Kate manqua de s'étouffer avec la grande bouffée d'air qu'elle venait d'avaler, la tête s'enfonçant davantage dans son oreiller, ses paupières s'ouvrant sitôt sur ses prunelles grises. Un réveil pour le moins brutal. Peu agréable. A l'image du rêve qu'elle venait de traverser. Elle reprit ses esprits, l'instant de quelques secondes, respirant par ahans fébriles, les yeux encore lourds de sommeil. Puis, après avoir jeté un rapide coup d'œil vers la fenêtre, elle roula dans son lit et attrapa à tâtons le réveil sur sa table de chevet. Les chiffres ternes de son vieil appareil lui indiquaient 8:24 AM. Kate grogna avant de reposer l'objet et de gesticuler sous ses draps, refusant de s'en extirper. Cependant, elle savait fort bien qu'elle ne parviendrait pas à se rendormir...
Se résignant d'un soupir, elle se leva d'un pas maladroit sur le plancher grinçant et déambula dans sa chambre en direction de la fenêtre, dont elle tira le rideau. La lumière éclatante de l'aurore estivale éclaira la petite pièce, que la nuit avait rendue poussiéreuse, de petites particules voletant dans les airs. Kate dévia son visage, étiré dans une grimace d'inconfort, quelques secondes avant de constater la présence d'un oiseau sur son petit balconnet en fer rouillé. Ce n'était ni une mésange désireuse de lui chanter une ode matinale ou un rouge-gorge quémandeur de pain, mais un hibou grand-duc, à la tenue hiératique, ses cornes de plumes droites sur sa tête carrée. Un sourire s'élargit sur les lèvres de Kate, les yeux encore pesants :

— Goliath ?

Kate souleva le cadre de la fenêtre et invita le hibou à entrer. Ce dernier dut se faire prier pour entrer, se juchant sur l'une des étagères. A ses serres était accrochée une petite lettre coquette. La qualité du parchemin était telle, marbré de reflets d'or, que Kate n'eut plus aucun doute sur l'expéditeur. Elle détacha le message qui lui était adressé et le déplia. Au fil des mots qu'elle lisait, la petite fille sentit son cœur s'alléger de bonheur. Avant qu'elle ne se précipite dans le couloir et ne descende les escaliers en trombe.
Dans la cuisine bercée par les grésillements d'une radio, Grace titillait d'une spatule en bois les œufs qui cuisaient dans sa poêle, tandis que Phil, assis à la table, lisait attentivement la Gazette du Sorcier qu'il venait de recevoir. Ses parents ne devaient pas être levés depuis très longtemps ; ce fut le café de son père qui le lui indiqua. Car devant lui se tenait son vieux mug magique, à la surface duquel galopait un griffon cracheur de feu. Lorsque la tasse se vidait ou que son contenu devenait tiède, l'image de la bête légendaire s'endormait dans un sommeil paisible.
Kate entra en trombe dans la cuisine, excitée comme une puce :

— Vous ne devinerez jamais ce que je viens de recevoir !

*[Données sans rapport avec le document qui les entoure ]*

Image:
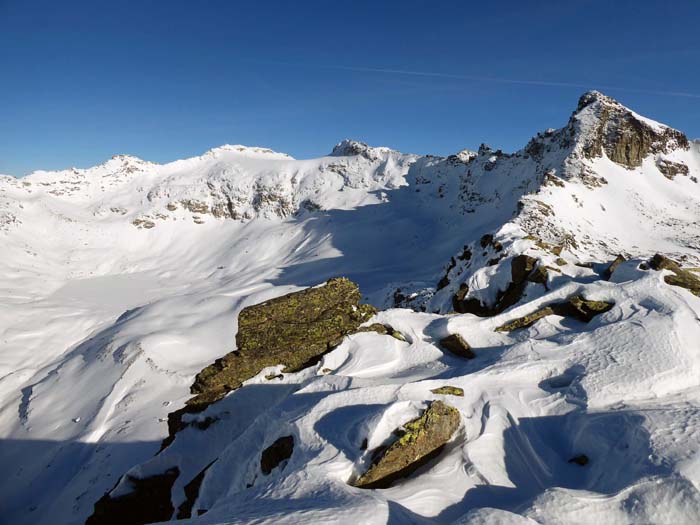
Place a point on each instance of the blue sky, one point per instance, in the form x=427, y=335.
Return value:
x=83, y=80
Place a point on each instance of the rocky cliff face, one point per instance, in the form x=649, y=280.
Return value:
x=625, y=137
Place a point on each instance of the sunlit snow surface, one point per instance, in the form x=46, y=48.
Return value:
x=103, y=326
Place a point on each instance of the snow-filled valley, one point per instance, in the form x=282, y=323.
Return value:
x=120, y=283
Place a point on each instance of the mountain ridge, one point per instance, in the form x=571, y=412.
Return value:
x=135, y=274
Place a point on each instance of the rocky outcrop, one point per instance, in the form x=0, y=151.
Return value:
x=670, y=169
x=420, y=440
x=149, y=501
x=576, y=307
x=523, y=270
x=623, y=136
x=448, y=390
x=191, y=495
x=679, y=276
x=455, y=344
x=294, y=330
x=607, y=274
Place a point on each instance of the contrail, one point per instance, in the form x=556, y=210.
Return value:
x=477, y=78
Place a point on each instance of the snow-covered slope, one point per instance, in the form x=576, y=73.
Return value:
x=121, y=282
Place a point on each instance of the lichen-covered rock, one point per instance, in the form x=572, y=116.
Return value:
x=294, y=330
x=420, y=440
x=148, y=502
x=670, y=169
x=576, y=307
x=683, y=278
x=525, y=321
x=522, y=271
x=448, y=390
x=613, y=266
x=455, y=344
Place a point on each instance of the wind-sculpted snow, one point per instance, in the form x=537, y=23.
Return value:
x=120, y=283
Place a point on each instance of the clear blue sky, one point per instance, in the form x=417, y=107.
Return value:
x=83, y=80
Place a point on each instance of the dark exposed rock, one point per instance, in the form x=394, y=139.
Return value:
x=522, y=266
x=444, y=281
x=581, y=460
x=625, y=138
x=448, y=391
x=486, y=240
x=607, y=274
x=276, y=453
x=191, y=494
x=382, y=329
x=455, y=344
x=420, y=440
x=294, y=330
x=576, y=307
x=681, y=277
x=149, y=502
x=670, y=169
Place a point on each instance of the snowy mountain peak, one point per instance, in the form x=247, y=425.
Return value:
x=350, y=148
x=603, y=125
x=247, y=151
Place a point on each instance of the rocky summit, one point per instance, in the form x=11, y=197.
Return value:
x=369, y=336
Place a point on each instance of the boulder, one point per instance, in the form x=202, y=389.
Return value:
x=455, y=344
x=294, y=330
x=448, y=391
x=276, y=453
x=680, y=277
x=420, y=440
x=576, y=307
x=613, y=266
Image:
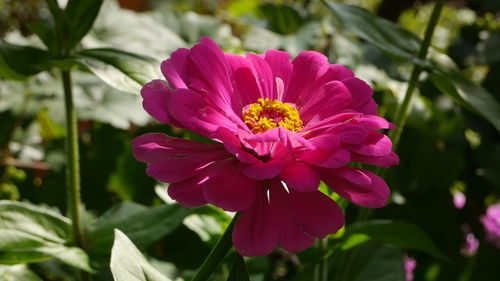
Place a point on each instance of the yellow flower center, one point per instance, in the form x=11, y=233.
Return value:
x=267, y=114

Son père lui jeta un regard malicieux par-dessus son journal.

— Bonjour ma grande, tu as bien dormi en cette nuit du 12 août ? Fais de beaux rêves ? Moi oui, je te remercie. C'est toujours gentil de me demander comment je vais de bon matin, ma chipie, j'apprécie tes convenances chaleureuses. Tu veux ton English Breakfast ? Ta mère vient juste de mettre de l'eau à bouillir.

Pour remédier à sa remarque sarcastique, Kate se précipita vers lui pour lui offrir la bise avant d'en faire de même avec sa mère.

— Désolée ! Mais je suis si heureuse !
— Eh bien ! Tu as beaucoup de chance d'être aussi pétulante dès le saut du lit, s'étonna Phil en délaissant sa gazette. Beaucoup en rêveraient... Moi le premier...
— Tu as reçu une bonne nouvelle ? s'intéressa sa mère, qui lui servit ses œufs au plat. Ta lettre de Poudlard ?
— Non, tu n'y es pas du tout ! Maggie m'invite à aller voir la coupe du monde de Quidditch avec elle ! C'est merveilleux, non ?

Mais alors qu'elle s'attendait à une réaction enjouée de ses parents, ou tout du moins positive, elle se retrouva face au sourire maladroit de sa mère qui ne connaissait pas grand-chose au Quidditch et aux tressaillements des sourcils de son père.

— Que je me rappelle bien... la coupe du monde se déroule à Singapour cette année... souffla Phil, englobant son mug au griffon de ses deux grandes mains.
— O-oui, bredouilla Kate, encore crainte et joie.

Phil adopta une expression curieuse, affichant un sourire grimaçant étrangement peu rassurant.

— Il est hors de question que tu t'y rendes, ricana-t-il en secouant la tête.
— Quoi ?! s'étrangla Kate. M-mais papa ! C'est la coupe du monde de Quidditch ! Je ne peux pas rater ça !
— Bon, laisse-moi réfléchir deux secondes. Hmm. Non.
— Ton père a raison, Kate, intervint Grace en revenant vers la table, serrant la ceinture de sa robe de chambre bleu clair. Tu es encore jeune. Singapour est à l'autre bout du monde... ! Ce n'est pas la plus sage des idées.
— Rien n'est loin pour des sorciers ! se défendit-elle. Je suis sûre qu'il y a des moyens rapides pour s'y rendre !

Elle attaqua avec une rage retenue les pauvres œufs de son assiette, perçant l'opercule flasque du jaune qui se répandit.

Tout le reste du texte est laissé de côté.